Antes de iniciarmos qualquer discussão sobre o tema do título desse artigo devemos ter em mente dois aspectos importantes: 1) Legalização, regulamentação etc, são conceitos abstratos se não forem obrigatoriamente discutido em relação a alguma experiência concreta sobre o tema. Ou seja, existem inúmeras possibilidades de atuação legal, política etc dentro desses conceitos; 2) Mesmo que o Brasil adote políticas e leis legalizando a maconha idênticas às de outros países os resultados podem ser completamente diferentes pois cada país possui uma realidade singular em diferentes aspectos, seja social, econômica, cultural, político etc. O que quero deixar claro é que qualquer consideração feita na análise apresentada neste artigo é baseada em especulação teórica. Isso não significa dizer que não tenham validade, ou que não devamos mudar os rumos que estamos dando às leis e políticas sobre a maconha no Brasil. Significa que elas têm uma limitação baseada no fato de que somente a realidade concreta, ou seja, quando efetivamente implantarmos algum modelo de legalização e regulamentação no país, saberemos quais serão os reais impactos. Concordo plenamente que qualquer caminho que venhamos a tomar é desconhecido e bastante imprevisível, porém se por um lado desconhecemos o que de bom o imprevisível pode trazer, conhecemos muito bem o que de ruim temos no local onde nos encontramos atualmente e acredito que ninguém quer continuar da maneira como estamos.

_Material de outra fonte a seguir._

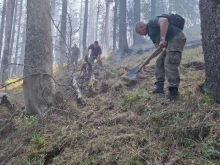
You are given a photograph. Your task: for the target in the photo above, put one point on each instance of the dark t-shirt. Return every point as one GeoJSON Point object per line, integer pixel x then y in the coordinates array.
{"type": "Point", "coordinates": [75, 51]}
{"type": "Point", "coordinates": [95, 51]}
{"type": "Point", "coordinates": [153, 31]}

Violência Urbana e Criminalidade

Da forma como a lei sobre a maconha está na atualidade, penaliza com 5 a 20 anos de reclusão as pessoas que cultivarem ou distribuírem maconha com intenção de lucro, prática chamada popularmente de “tráfico”. A lei atual, portanto, dá aos criminosos o monopólio do comércio de uma planta que foi e é tradicionalmente consumida por milhões de brasileiros em todo país e utilizada por diversas civilizações humanas há milênios. Atualmente o Brasil cultiva ilegalmente inúmeras toneladas de maconha em diferentes regiões do país, especialmente no Norte e Nordeste e importa do Paraguai mais de 80% do que é colhido por lá. Inúmeros grupos criminosos estão envolvidos em variados empreendimentos, uns mais organizados, outros menos, todos com objetivo de cultivar, preparar, transportar, armazenar ou distribuir a droga nas diferentes cidades brasileiras. É impossível calcular o volume de maconha e de dinheiro que circulam nesses circuitos. Mais difícil ainda é saber quem são os beneficiários, as pessoas que lucram com esse mercado clandestino que apenas se fortalece com a proibição, ao mesmo tempo que fortalece criminosos e promove corrupção em diferentes níveis. Em todos os países onde houve mudanças nas leis houve também um enfraquecimento do poder econômico dos criminosos devido à quebra do monopólio do mercado da maconha. Nos EUA, por exemplo, em pouco mais de 1 ano de regulamentação dos usos recreativos em alguns estados se notou uma queda de mais de 25% da importação de maconha ilegal do México.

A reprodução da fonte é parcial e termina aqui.